Abstract:Computer vision researchers are embracing two promising paradigms: Vision Transformers (ViTs) and Multi-task Learning (MTL), which both show great performance but are computation-intensive, given the quadratic complexity of self-attention in ViT and the need to activate an entire large MTL model for one task. M$^3$ViT is the latest multi-task ViT model that introduces mixture-of-experts (MoE), where only a small portion of subnetworks ("experts") are sparsely and dynamically activated based on the current task.

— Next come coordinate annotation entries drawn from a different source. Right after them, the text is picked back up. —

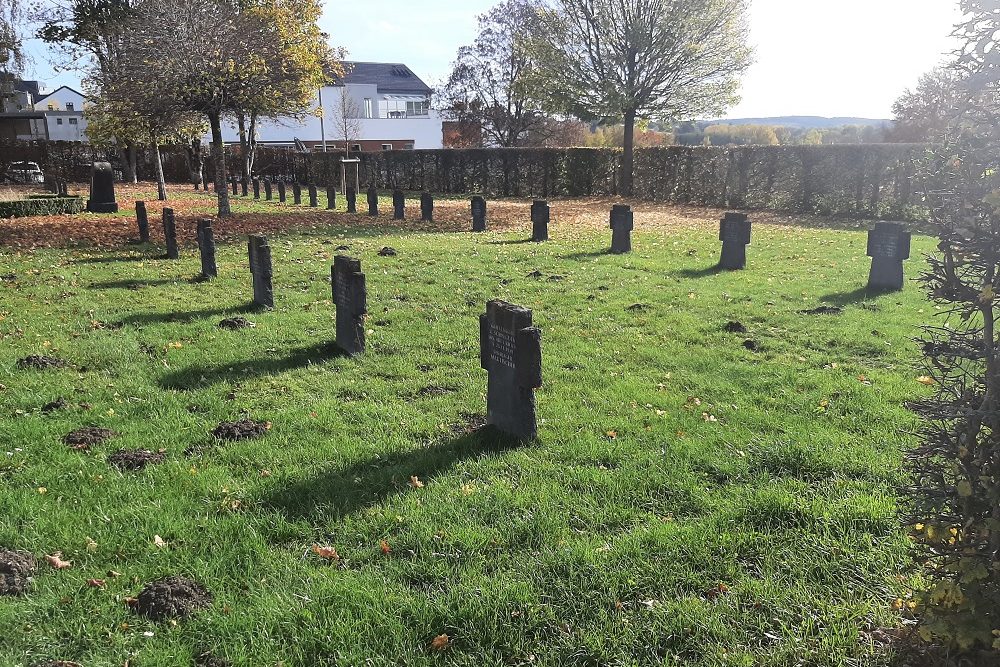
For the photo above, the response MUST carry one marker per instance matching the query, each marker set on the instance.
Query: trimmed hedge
(23, 208)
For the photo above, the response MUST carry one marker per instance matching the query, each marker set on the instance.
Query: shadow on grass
(200, 375)
(187, 315)
(339, 492)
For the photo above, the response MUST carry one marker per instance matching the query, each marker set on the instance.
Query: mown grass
(689, 501)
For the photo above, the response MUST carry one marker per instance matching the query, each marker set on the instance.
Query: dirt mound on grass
(16, 568)
(172, 597)
(40, 362)
(241, 430)
(88, 436)
(135, 459)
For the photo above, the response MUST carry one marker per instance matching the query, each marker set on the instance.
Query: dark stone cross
(351, 298)
(102, 189)
(888, 246)
(372, 200)
(398, 205)
(142, 219)
(260, 269)
(539, 220)
(426, 207)
(621, 228)
(734, 232)
(510, 350)
(170, 233)
(206, 246)
(478, 214)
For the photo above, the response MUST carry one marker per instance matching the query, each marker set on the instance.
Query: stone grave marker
(510, 350)
(206, 246)
(426, 207)
(888, 246)
(142, 220)
(260, 269)
(734, 232)
(170, 233)
(621, 229)
(351, 298)
(398, 205)
(102, 189)
(478, 214)
(540, 220)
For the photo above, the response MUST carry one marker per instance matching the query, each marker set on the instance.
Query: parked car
(24, 172)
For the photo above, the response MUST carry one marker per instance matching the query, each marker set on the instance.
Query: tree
(218, 58)
(653, 59)
(926, 110)
(493, 81)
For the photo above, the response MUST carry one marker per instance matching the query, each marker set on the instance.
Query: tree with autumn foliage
(219, 58)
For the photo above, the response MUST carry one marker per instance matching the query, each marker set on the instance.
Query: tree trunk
(219, 156)
(628, 155)
(161, 185)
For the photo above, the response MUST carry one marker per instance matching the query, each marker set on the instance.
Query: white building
(386, 104)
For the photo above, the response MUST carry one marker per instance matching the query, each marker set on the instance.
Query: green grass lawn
(689, 501)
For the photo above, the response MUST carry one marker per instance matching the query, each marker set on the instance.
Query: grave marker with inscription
(734, 232)
(478, 214)
(888, 246)
(621, 228)
(351, 298)
(206, 246)
(540, 220)
(260, 269)
(510, 350)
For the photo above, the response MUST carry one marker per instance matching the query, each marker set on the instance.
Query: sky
(844, 58)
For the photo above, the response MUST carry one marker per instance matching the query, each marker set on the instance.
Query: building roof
(389, 77)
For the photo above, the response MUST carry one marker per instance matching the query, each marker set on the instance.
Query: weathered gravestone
(621, 228)
(102, 189)
(351, 298)
(260, 269)
(734, 232)
(398, 205)
(888, 246)
(510, 350)
(372, 200)
(206, 246)
(170, 233)
(540, 220)
(426, 207)
(142, 220)
(478, 214)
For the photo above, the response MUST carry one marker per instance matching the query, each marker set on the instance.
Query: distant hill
(798, 122)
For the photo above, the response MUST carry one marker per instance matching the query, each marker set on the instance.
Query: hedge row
(23, 208)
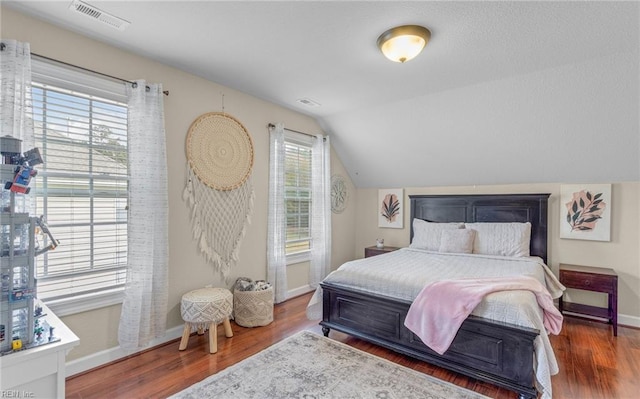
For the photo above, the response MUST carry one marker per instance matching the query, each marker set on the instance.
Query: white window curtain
(320, 211)
(144, 310)
(15, 92)
(276, 235)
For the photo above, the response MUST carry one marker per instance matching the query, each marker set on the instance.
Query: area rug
(311, 366)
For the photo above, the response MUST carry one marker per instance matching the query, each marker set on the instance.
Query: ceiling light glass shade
(403, 43)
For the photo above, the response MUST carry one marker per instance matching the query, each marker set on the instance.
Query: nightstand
(596, 279)
(374, 250)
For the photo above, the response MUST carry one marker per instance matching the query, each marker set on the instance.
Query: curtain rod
(134, 84)
(271, 126)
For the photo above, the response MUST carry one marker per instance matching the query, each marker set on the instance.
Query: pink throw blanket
(440, 308)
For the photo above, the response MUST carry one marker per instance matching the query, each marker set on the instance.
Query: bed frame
(495, 352)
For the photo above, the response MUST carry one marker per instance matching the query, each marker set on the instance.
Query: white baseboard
(631, 321)
(109, 355)
(98, 359)
(299, 291)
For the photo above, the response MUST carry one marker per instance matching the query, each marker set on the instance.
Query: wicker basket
(253, 308)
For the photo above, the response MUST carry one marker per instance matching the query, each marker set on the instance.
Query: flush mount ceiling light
(403, 43)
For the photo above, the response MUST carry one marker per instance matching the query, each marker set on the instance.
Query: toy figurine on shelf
(43, 228)
(24, 171)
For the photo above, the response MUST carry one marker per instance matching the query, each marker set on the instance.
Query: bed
(515, 356)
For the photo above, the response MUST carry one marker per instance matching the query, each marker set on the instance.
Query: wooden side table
(596, 279)
(374, 250)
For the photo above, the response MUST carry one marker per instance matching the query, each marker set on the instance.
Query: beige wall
(622, 253)
(190, 96)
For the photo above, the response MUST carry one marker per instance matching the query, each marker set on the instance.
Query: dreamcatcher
(219, 190)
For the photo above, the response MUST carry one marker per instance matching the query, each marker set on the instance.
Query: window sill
(85, 303)
(298, 258)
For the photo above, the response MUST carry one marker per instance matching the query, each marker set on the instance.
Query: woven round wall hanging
(220, 151)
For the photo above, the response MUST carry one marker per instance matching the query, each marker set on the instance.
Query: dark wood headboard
(487, 208)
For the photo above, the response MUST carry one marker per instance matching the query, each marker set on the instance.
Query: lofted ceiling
(379, 113)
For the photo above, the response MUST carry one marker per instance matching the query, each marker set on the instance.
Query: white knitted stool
(206, 307)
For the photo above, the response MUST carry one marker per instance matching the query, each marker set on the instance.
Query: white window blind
(298, 193)
(80, 123)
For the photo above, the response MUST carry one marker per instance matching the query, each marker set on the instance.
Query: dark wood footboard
(498, 353)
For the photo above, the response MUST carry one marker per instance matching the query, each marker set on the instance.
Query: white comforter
(403, 273)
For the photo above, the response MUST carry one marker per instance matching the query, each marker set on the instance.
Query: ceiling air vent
(308, 102)
(99, 15)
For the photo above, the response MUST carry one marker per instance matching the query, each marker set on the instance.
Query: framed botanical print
(585, 211)
(390, 208)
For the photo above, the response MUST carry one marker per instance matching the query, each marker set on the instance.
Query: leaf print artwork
(390, 207)
(584, 210)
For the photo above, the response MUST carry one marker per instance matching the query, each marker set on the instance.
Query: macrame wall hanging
(219, 190)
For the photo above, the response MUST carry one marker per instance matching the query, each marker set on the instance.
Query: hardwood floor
(593, 363)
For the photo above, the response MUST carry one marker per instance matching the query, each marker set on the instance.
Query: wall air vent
(99, 15)
(308, 102)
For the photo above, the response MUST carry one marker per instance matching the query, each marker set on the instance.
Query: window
(80, 127)
(297, 197)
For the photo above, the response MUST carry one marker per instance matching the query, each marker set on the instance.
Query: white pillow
(504, 239)
(458, 241)
(427, 235)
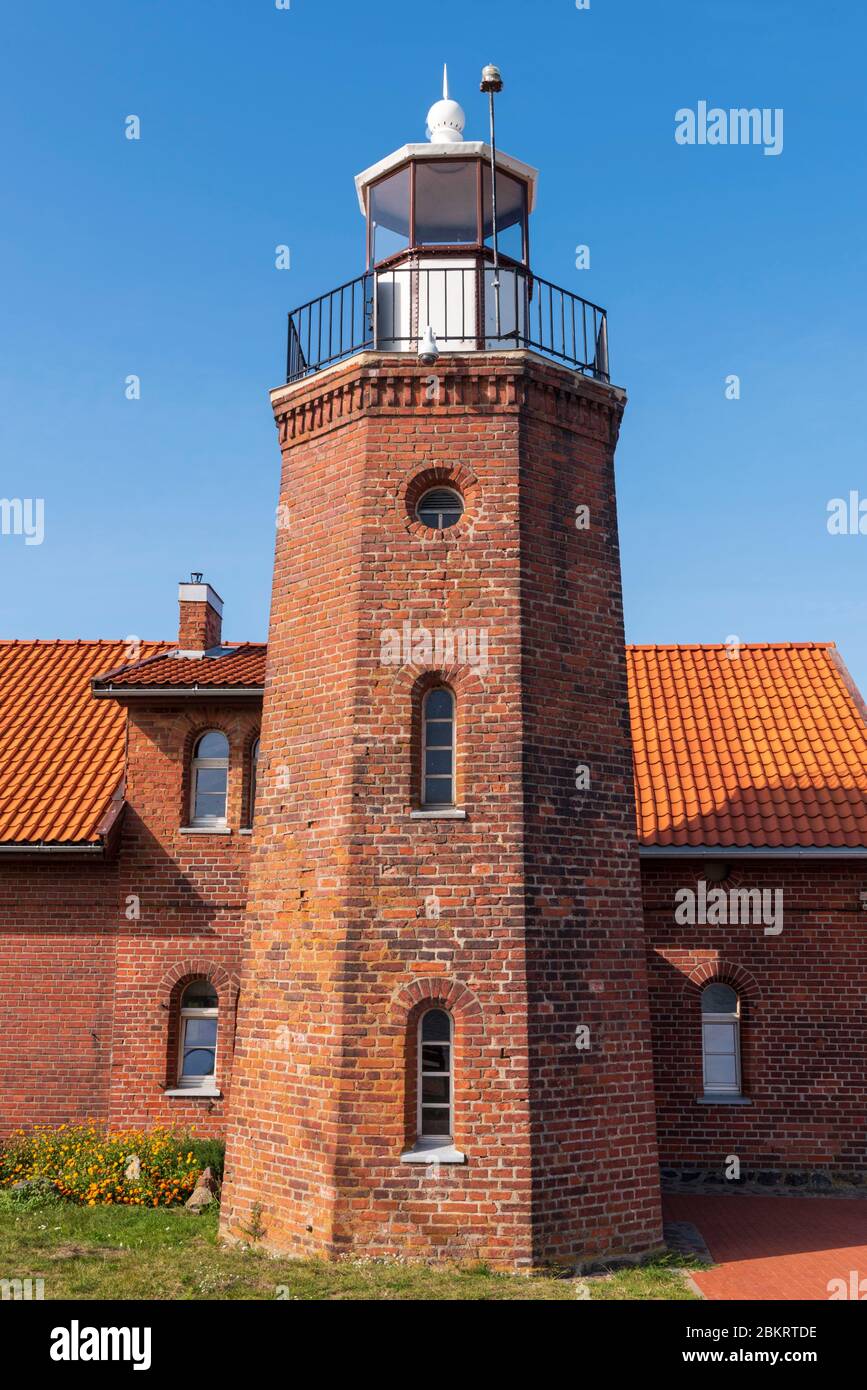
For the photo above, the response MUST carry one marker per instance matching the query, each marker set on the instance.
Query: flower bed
(95, 1168)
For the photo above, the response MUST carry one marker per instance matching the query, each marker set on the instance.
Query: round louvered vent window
(439, 508)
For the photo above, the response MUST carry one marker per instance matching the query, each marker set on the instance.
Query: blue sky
(156, 257)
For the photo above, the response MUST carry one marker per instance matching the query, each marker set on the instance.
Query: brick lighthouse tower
(443, 1034)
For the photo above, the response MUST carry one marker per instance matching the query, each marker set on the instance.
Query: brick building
(456, 916)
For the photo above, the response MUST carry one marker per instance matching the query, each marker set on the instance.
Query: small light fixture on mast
(492, 82)
(428, 352)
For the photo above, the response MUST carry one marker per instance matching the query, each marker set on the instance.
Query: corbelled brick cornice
(474, 384)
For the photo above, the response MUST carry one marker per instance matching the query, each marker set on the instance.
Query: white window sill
(434, 1151)
(191, 1093)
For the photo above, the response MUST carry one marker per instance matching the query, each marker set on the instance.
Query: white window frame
(196, 1083)
(734, 1022)
(441, 487)
(253, 779)
(436, 1105)
(196, 765)
(427, 804)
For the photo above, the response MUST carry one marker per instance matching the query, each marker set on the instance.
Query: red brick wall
(803, 1026)
(88, 994)
(342, 957)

M$^3$ViT achieves better accuracy and over 80% computation reduction but leaves challenges for efficient deployment on FPGA. Our work, dubbed Edge-MoE, solves the challenges to introduce the first end-to-end FPGA accelerator for multi-task ViT with a collection of architectural innovations, including (1) a novel reordering mechanism for self-attention, which requires only constant bandwidth regardless of the target parallelism; (2) a fast single-pass softmax approximation; (3) an accurate and low-cost GELU approximation; (4) a unified and flexible computing unit that is shared by almost all computational layers to maximally reduce resource usage; and (5) uniquely for M$^3$ViT, a novel patch reordering method to eliminate memory access overhead. Edge-MoE achieves 2.24x and 4.90x better energy efficiency comparing with GPU and CPU, respectively. A real-time video demonstration is available online, along with our code written using High-Level Synthesis, which will be open-sourced.